Het voorgaande brengt, tezamen met hetgeen in het tussenarrest is overwogen, mee dat het vonnis waarvan beroep zal worden bekrachtigd, behoudens voor wat betreft de hoogte van de vergoeding voor in eerste aanleg gemaakte proceskosten, dat STR zal worden veroordeeld om terzake aan Harechair te betalen een bedrag van € 9.389,29 plus wettelijke rente, dat STR zal worden veroordeeld in de proceskosten van het hoger beroep en dat deze tot aan de datum van het arrest zullen worden begroot op € 3.839,94 aan honorarium c.a., vermeerderd met het door Harechair betaalde griffierecht ad € 666,- dat niet in de specificatie is begrepen. Onder 151 van haar memorie van antwoord maakt Harechair daarnaast aanspraak op de nakosten en wettelijke rente. De (nog te maken) nakosten zijn begrepen in de proceskostenveroordeling, die daarvoor een executoriale titel geeft – HR 19 maart 2010, ECLI:NL:HR:2013: BL1116. Ingevolge artikel 237, derde lid Rv blijft de vaststelling van de proceskosten door het hof in dit arrest beperkt tot de vóór de uitspraak gemaakte kosten. De wettelijke rente zal worden toegewezen als in het dictum vermeld. Uitvoerbaar bij voorraad-verklaring is niet gevorderd.
8.
STR heeft in haar appeldagvaarding gevorderd de terugbetaling van hetgeen zij ingevolge het bestreden vonnis (het hof begrijpt: te veel) heeft betaald aan Harechair.
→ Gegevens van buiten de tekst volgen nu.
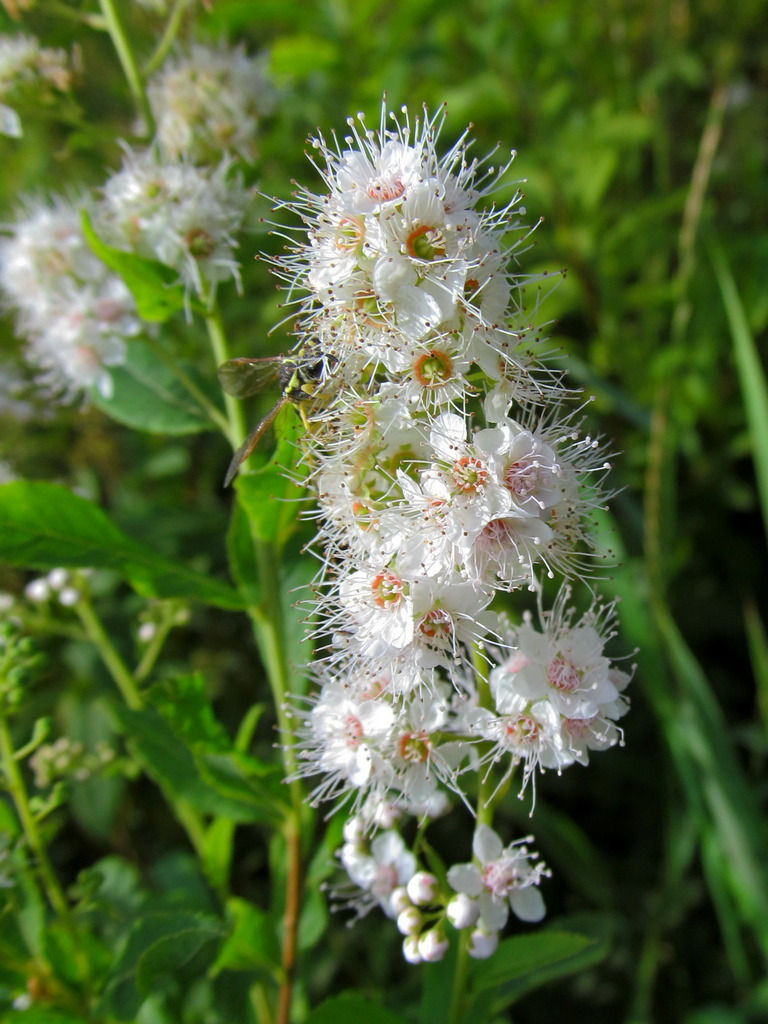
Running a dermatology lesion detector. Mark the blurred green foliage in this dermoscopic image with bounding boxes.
[0,0,768,1024]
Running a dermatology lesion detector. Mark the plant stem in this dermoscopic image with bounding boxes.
[75,598,144,711]
[447,933,469,1024]
[206,303,248,449]
[99,0,155,136]
[150,341,232,441]
[251,537,303,1024]
[143,0,189,77]
[206,288,303,1024]
[0,708,76,921]
[133,601,179,683]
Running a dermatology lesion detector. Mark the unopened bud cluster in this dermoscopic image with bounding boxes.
[275,111,629,961]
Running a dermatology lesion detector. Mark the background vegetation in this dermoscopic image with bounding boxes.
[0,0,768,1024]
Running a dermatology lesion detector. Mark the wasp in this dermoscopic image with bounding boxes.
[219,343,335,487]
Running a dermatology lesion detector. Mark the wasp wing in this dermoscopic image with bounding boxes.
[219,356,283,398]
[224,397,288,487]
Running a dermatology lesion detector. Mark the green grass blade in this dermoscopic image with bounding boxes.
[710,244,768,536]
[744,601,768,732]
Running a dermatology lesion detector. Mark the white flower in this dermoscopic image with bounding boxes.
[0,36,74,138]
[447,824,548,931]
[445,893,480,928]
[489,587,631,768]
[0,198,141,398]
[342,831,416,918]
[103,150,248,296]
[147,43,274,163]
[419,928,449,964]
[468,928,499,959]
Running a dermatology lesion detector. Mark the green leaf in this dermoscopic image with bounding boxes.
[5,1006,88,1024]
[0,480,243,608]
[211,896,280,977]
[105,910,224,1020]
[197,751,287,823]
[306,992,407,1024]
[472,929,608,1012]
[710,239,768,548]
[236,404,306,547]
[82,211,184,324]
[226,497,261,605]
[114,706,283,822]
[269,35,338,78]
[148,672,231,751]
[91,340,218,435]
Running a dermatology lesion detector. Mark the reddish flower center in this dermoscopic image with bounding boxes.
[419,608,454,640]
[344,715,362,748]
[406,224,445,259]
[368,178,406,203]
[504,459,539,498]
[371,571,402,608]
[414,348,454,387]
[453,456,488,495]
[547,654,582,693]
[397,732,430,764]
[504,715,540,743]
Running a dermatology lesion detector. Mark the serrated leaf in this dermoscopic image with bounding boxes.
[96,340,218,436]
[114,706,283,822]
[105,910,224,1021]
[197,751,285,822]
[82,211,184,324]
[0,480,243,608]
[306,992,415,1024]
[472,929,608,1011]
[211,896,280,977]
[148,672,231,751]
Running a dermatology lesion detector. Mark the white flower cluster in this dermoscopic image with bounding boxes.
[148,44,274,163]
[275,111,629,961]
[0,36,76,138]
[102,150,248,300]
[0,198,140,398]
[0,40,266,399]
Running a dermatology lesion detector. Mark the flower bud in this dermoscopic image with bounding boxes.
[389,886,411,913]
[468,928,499,959]
[408,871,439,906]
[445,893,480,928]
[397,906,424,935]
[24,577,50,601]
[419,928,449,964]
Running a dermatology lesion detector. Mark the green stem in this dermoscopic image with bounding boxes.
[251,537,303,1024]
[447,933,469,1024]
[99,0,155,136]
[143,0,189,78]
[151,342,231,441]
[0,708,72,921]
[75,598,143,711]
[206,302,248,449]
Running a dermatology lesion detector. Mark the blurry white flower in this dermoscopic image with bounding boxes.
[0,36,75,138]
[102,150,248,297]
[0,198,141,398]
[147,43,274,164]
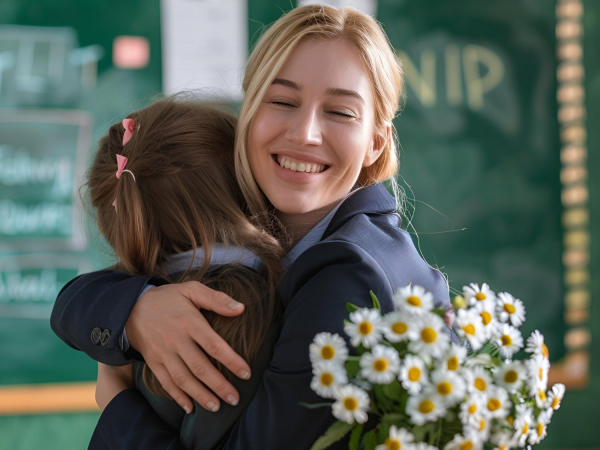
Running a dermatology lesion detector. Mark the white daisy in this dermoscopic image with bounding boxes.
[548,383,565,411]
[527,411,551,445]
[309,333,348,364]
[382,311,413,342]
[344,308,381,348]
[525,355,550,395]
[360,345,400,384]
[513,404,533,447]
[525,330,550,358]
[459,394,485,425]
[454,309,486,350]
[463,414,492,442]
[490,430,513,450]
[463,283,496,306]
[375,425,415,450]
[408,314,450,358]
[465,353,496,369]
[496,292,525,327]
[441,343,467,372]
[406,388,446,425]
[431,369,467,406]
[398,355,429,395]
[331,384,369,425]
[464,366,492,394]
[394,284,433,314]
[413,442,439,450]
[444,434,483,450]
[485,385,512,419]
[491,323,523,358]
[494,361,527,392]
[475,302,498,340]
[310,361,348,398]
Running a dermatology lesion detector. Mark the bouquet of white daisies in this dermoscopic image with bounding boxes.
[305,284,565,450]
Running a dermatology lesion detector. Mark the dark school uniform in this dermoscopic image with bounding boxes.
[51,184,450,450]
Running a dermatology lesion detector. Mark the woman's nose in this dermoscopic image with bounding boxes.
[285,109,323,145]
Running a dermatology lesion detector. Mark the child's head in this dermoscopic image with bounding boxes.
[87,95,277,276]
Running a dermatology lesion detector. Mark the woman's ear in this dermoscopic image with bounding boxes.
[363,122,392,167]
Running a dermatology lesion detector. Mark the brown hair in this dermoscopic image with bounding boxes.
[85,94,283,397]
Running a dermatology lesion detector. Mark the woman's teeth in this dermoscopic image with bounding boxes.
[277,155,327,173]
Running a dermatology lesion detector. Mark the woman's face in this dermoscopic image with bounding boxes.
[248,39,389,215]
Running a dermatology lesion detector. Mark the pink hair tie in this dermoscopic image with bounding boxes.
[121,119,135,146]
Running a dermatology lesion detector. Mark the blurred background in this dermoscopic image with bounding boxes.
[0,0,600,450]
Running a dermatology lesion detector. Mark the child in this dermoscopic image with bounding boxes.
[86,95,283,449]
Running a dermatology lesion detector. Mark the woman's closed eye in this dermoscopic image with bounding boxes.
[271,101,357,119]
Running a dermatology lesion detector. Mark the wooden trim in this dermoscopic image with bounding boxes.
[0,383,99,415]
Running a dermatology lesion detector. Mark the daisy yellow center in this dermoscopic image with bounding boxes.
[463,324,475,336]
[474,378,487,392]
[448,356,458,370]
[384,438,402,450]
[321,372,333,386]
[488,398,502,412]
[479,311,492,325]
[504,370,519,383]
[358,322,373,336]
[408,367,421,381]
[542,344,550,358]
[392,322,408,334]
[373,358,388,372]
[504,303,517,314]
[437,381,452,395]
[344,397,358,411]
[406,295,421,306]
[421,327,437,344]
[321,345,335,359]
[419,400,435,414]
[536,423,544,437]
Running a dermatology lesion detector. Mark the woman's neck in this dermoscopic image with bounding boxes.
[276,199,344,249]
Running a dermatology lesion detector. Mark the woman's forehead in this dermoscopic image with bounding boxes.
[272,39,371,103]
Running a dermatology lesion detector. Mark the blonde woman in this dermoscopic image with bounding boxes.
[52,5,449,450]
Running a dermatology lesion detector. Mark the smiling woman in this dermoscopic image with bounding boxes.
[53,5,450,450]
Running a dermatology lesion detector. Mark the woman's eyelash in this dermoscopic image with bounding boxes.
[271,102,356,119]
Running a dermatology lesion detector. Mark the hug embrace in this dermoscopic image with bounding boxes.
[51,5,452,450]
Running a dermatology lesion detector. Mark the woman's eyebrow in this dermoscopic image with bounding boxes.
[271,78,365,105]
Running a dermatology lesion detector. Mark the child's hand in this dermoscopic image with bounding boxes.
[96,363,133,411]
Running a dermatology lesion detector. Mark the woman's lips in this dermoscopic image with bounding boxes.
[274,155,329,173]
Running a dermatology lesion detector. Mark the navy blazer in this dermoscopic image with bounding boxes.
[52,184,450,450]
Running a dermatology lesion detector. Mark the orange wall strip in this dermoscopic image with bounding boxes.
[0,383,99,416]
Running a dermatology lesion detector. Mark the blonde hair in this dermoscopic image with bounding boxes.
[235,5,404,215]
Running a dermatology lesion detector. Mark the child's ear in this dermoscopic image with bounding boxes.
[363,123,392,167]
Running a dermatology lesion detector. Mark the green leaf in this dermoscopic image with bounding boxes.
[363,430,377,450]
[298,402,333,409]
[370,291,381,311]
[310,420,353,450]
[346,360,360,378]
[431,308,446,319]
[348,423,364,450]
[346,302,358,314]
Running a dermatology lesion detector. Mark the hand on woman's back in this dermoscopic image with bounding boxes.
[126,281,250,412]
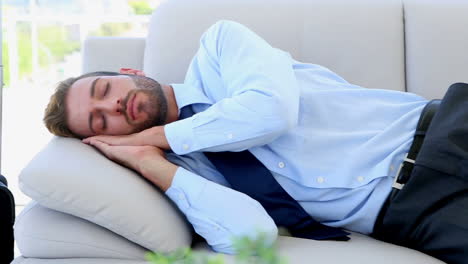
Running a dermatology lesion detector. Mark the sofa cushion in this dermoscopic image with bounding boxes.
[15,201,148,260]
[19,137,191,252]
[144,0,405,91]
[15,202,443,264]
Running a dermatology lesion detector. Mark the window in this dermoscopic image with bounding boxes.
[1,0,159,205]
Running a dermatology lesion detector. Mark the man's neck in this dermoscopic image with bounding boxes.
[161,84,179,124]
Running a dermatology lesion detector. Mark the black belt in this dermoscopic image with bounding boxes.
[388,100,440,201]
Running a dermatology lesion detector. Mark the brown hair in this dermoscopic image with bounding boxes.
[43,72,119,138]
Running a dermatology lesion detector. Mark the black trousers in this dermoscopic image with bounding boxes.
[373,83,468,264]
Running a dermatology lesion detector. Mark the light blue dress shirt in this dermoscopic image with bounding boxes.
[165,21,427,252]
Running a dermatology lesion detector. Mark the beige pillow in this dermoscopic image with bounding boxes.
[15,201,148,260]
[19,137,191,252]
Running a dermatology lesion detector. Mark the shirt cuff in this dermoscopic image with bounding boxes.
[164,116,197,155]
[166,167,207,211]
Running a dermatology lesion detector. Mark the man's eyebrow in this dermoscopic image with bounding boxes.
[89,77,100,97]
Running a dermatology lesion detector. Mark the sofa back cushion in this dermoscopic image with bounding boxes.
[144,0,405,91]
[405,0,468,99]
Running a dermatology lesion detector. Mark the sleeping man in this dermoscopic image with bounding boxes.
[44,21,468,263]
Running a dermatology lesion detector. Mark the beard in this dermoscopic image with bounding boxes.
[122,75,168,132]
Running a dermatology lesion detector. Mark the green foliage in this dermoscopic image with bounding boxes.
[2,41,10,84]
[146,234,286,264]
[128,1,153,15]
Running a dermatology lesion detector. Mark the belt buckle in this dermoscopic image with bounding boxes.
[392,153,415,190]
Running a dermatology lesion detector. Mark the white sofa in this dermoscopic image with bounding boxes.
[13,0,468,264]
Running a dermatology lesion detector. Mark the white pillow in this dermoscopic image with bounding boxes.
[19,137,192,252]
[15,201,148,260]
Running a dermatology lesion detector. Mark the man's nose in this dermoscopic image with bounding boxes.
[97,98,124,115]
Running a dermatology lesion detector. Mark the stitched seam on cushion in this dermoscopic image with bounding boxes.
[16,231,142,260]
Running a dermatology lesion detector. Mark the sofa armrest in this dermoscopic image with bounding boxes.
[82,37,145,73]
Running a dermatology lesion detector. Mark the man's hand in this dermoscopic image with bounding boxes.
[88,139,177,191]
[83,126,170,149]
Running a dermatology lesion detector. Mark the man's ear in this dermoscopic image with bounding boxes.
[119,68,146,76]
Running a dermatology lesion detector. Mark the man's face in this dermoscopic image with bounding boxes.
[65,75,167,137]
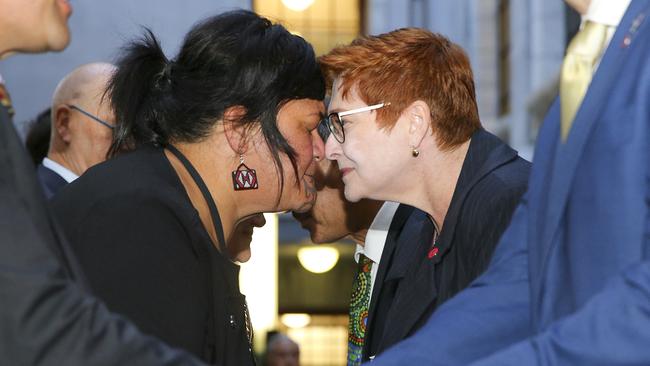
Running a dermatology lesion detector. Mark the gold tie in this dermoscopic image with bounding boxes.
[560,21,607,141]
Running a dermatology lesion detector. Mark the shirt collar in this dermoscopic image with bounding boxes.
[583,0,631,27]
[43,157,79,183]
[354,202,399,263]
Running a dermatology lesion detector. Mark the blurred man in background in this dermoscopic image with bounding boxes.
[37,63,115,198]
[0,0,200,366]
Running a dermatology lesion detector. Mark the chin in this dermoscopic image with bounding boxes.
[344,185,364,203]
[48,30,70,52]
[234,249,251,263]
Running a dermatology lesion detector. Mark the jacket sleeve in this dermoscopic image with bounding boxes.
[473,261,650,366]
[0,179,201,365]
[372,197,531,366]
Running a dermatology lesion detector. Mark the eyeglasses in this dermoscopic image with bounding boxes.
[323,103,390,144]
[66,104,115,130]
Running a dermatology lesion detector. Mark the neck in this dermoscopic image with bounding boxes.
[47,150,88,176]
[348,229,368,246]
[398,140,470,231]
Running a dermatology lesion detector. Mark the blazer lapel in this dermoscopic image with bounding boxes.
[539,1,648,278]
[379,211,437,349]
[433,129,517,263]
[363,205,413,355]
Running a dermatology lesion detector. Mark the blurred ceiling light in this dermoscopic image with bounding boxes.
[282,0,314,11]
[280,314,311,328]
[298,246,339,273]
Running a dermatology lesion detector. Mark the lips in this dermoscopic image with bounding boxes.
[339,168,353,178]
[292,211,314,230]
[57,0,72,17]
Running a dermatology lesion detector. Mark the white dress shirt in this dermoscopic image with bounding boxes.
[43,157,79,183]
[582,0,632,48]
[354,202,399,296]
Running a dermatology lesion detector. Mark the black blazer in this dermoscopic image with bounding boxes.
[52,146,253,366]
[0,101,200,365]
[36,164,68,199]
[363,129,530,360]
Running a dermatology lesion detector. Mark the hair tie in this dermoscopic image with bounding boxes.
[155,61,174,90]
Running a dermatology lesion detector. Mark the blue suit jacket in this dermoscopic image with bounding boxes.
[36,164,68,199]
[373,0,650,366]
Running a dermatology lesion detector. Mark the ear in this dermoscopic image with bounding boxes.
[403,100,431,148]
[52,104,72,145]
[223,106,250,154]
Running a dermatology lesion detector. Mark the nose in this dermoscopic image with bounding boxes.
[312,129,325,161]
[325,135,341,160]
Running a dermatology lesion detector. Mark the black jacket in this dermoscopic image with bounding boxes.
[0,98,200,366]
[363,129,530,360]
[52,146,252,365]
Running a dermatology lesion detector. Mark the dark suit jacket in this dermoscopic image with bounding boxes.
[36,164,68,199]
[364,129,530,360]
[373,4,650,366]
[0,96,200,365]
[52,146,253,366]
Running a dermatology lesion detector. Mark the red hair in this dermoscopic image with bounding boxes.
[319,28,481,149]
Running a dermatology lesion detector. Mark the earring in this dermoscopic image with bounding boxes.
[232,154,258,191]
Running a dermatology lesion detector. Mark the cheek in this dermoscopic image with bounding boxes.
[287,136,313,175]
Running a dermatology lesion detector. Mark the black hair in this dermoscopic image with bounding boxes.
[25,108,52,165]
[107,10,325,190]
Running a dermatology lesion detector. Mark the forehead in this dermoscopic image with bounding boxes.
[327,77,365,113]
[280,99,325,115]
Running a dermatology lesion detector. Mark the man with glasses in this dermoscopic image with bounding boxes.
[0,0,201,366]
[37,63,115,198]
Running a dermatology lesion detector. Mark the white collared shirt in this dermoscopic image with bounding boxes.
[354,202,399,296]
[582,0,632,48]
[43,157,79,183]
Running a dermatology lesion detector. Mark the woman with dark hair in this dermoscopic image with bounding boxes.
[54,11,325,365]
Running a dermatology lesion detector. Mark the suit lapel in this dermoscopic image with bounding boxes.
[363,205,413,355]
[379,211,437,349]
[433,129,517,263]
[379,129,517,349]
[539,1,648,278]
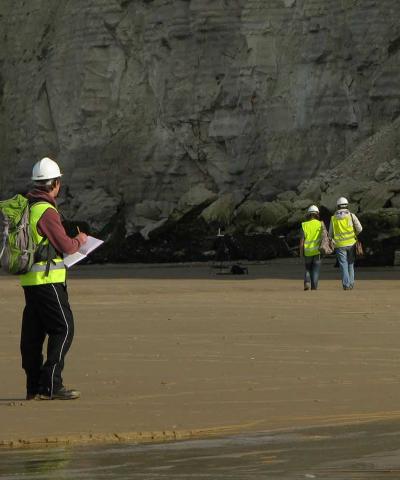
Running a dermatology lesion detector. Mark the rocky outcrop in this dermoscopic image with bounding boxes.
[0,0,400,259]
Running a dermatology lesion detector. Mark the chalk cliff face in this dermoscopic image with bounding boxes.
[0,0,400,260]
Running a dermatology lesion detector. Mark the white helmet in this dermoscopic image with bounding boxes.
[307,205,319,213]
[32,157,62,181]
[336,197,349,207]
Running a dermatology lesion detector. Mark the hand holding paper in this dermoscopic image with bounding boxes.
[64,235,104,268]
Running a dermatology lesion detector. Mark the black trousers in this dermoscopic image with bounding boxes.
[21,283,74,396]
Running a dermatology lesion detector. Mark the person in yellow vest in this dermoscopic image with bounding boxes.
[20,157,87,400]
[299,205,326,290]
[329,197,362,290]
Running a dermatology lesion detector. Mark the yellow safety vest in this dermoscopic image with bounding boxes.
[20,202,66,287]
[332,213,356,248]
[301,218,322,257]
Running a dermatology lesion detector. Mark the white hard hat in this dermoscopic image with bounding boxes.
[336,197,349,207]
[307,205,319,213]
[32,157,62,181]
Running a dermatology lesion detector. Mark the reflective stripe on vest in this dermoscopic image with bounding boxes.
[301,219,322,257]
[20,202,66,287]
[332,214,356,248]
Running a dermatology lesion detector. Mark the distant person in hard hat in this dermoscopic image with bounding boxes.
[20,158,87,400]
[299,205,326,290]
[329,197,362,290]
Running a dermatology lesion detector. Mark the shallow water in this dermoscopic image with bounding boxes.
[0,421,400,480]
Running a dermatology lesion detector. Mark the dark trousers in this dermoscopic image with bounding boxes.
[21,283,74,396]
[304,255,321,290]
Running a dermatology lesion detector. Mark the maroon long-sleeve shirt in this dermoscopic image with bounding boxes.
[27,189,81,254]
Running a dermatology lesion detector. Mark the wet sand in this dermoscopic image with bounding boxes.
[0,260,400,446]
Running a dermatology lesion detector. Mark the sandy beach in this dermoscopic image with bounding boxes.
[0,259,400,446]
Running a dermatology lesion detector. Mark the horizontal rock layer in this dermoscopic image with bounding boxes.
[0,0,400,262]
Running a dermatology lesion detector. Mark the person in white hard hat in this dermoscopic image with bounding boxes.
[20,157,87,400]
[329,197,362,290]
[299,205,326,290]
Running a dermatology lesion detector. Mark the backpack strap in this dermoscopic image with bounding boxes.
[29,200,58,277]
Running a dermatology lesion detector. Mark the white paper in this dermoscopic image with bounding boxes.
[64,236,104,268]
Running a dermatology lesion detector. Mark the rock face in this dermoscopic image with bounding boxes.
[0,0,400,258]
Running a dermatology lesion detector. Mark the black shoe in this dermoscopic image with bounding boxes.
[39,387,81,400]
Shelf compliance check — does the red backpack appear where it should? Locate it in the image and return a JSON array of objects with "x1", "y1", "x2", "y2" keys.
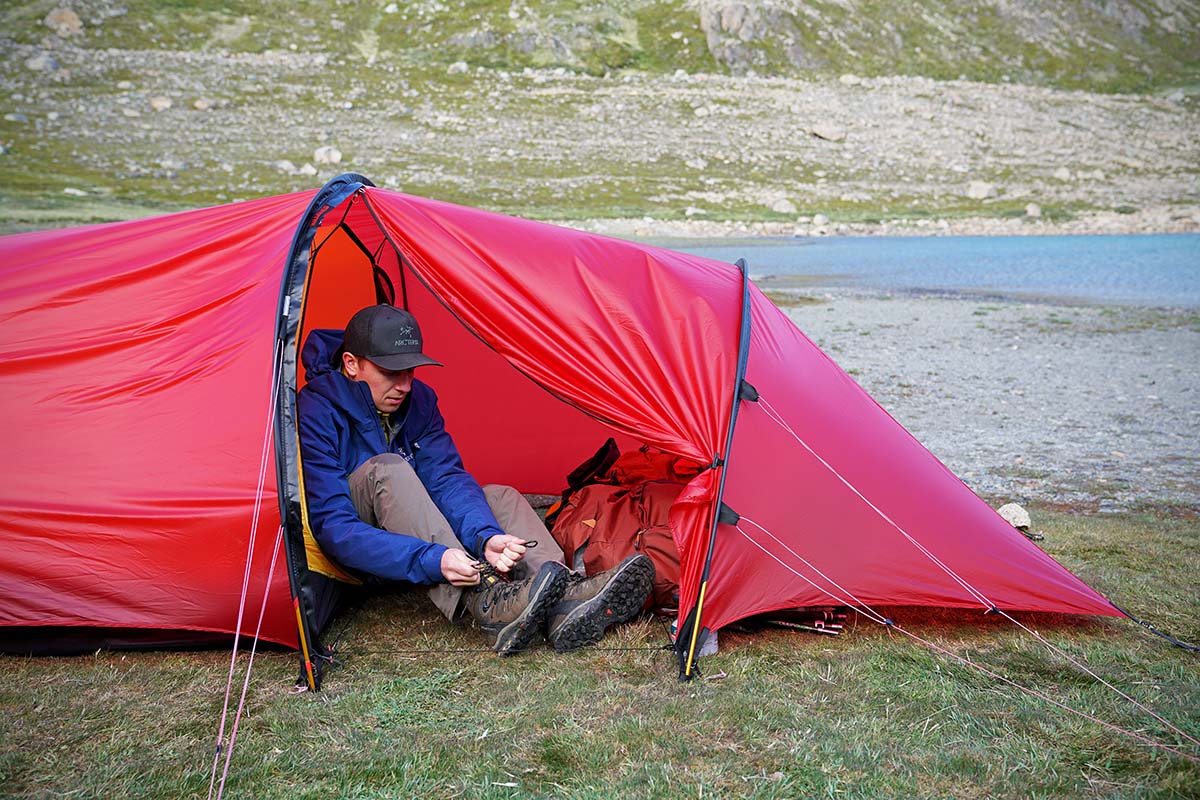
[{"x1": 550, "y1": 440, "x2": 702, "y2": 614}]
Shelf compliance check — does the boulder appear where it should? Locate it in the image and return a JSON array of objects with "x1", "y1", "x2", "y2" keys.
[
  {"x1": 42, "y1": 8, "x2": 83, "y2": 38},
  {"x1": 967, "y1": 181, "x2": 997, "y2": 200},
  {"x1": 312, "y1": 144, "x2": 342, "y2": 164}
]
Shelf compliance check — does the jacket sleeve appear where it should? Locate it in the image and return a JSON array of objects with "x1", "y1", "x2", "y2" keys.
[
  {"x1": 296, "y1": 391, "x2": 446, "y2": 585},
  {"x1": 410, "y1": 397, "x2": 504, "y2": 559}
]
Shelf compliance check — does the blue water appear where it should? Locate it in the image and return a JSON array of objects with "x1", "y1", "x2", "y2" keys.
[{"x1": 667, "y1": 234, "x2": 1200, "y2": 308}]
Nu uit het voorgaande blijkt dat STR aan proceskosten voor de eerste aanleg niet
€ 11.781,25 dient te voldoen, maar € 9.389,29, zal Harechair worden veroordeeld om het eventueel te veel betaalde, vermeerderd met wettelijke rente, terug te betalen.

Beslissing

Het hof:
vernietigt het vonnis waarvan beroep voor zover STR daarbij is veroordeeld tot betaling van € 11.781,25, te vermeerderen met de wettelijke rente over dit bedrag vanaf 14 dagen na betekening van het vonnis, en in zoverre opnieuw recht doende:
veroordeelt STR in de proceskosten van de eerste aanleg, aan de zijde van Harechair begroot op € 9.389,29, vermeerderd met de wettelijke rente over dit bedrag vanaf 14 dagen na betekening van het vonnis waarvan beroep tot aan de dag van voldoening;
bekrachtigt het vonnis waarvan beroep voor het overige;
veroordeelt Harechair om aan STR terug te betalen hetgeen STR ter uitvoering van het vonnis waarvan beroep te veel mocht hebben betaald, vermeerderd met de wettelijke rente daarover vanaf de dag van betaling tot aan de dag van terugbetaling;
veroordeelt STR in de proceskosten van het hoger beroep, tot op heden aan de zijde van Harechair begroot op € 4.505,94, te vermeerderen met de wettelijke rente over dit bedrag vanaf 14 na betekening van dit arrest tot aan de dag van voldoening.
Dit arrest is gewezen door mrs. T.H. Tanja-van den Broek, A.D. Kiers-Becking en
S.J. Schaafsma, en is uitgesproken ter openbare terechtzitting van 26 november 2013 in aanwezigheid van de griffier.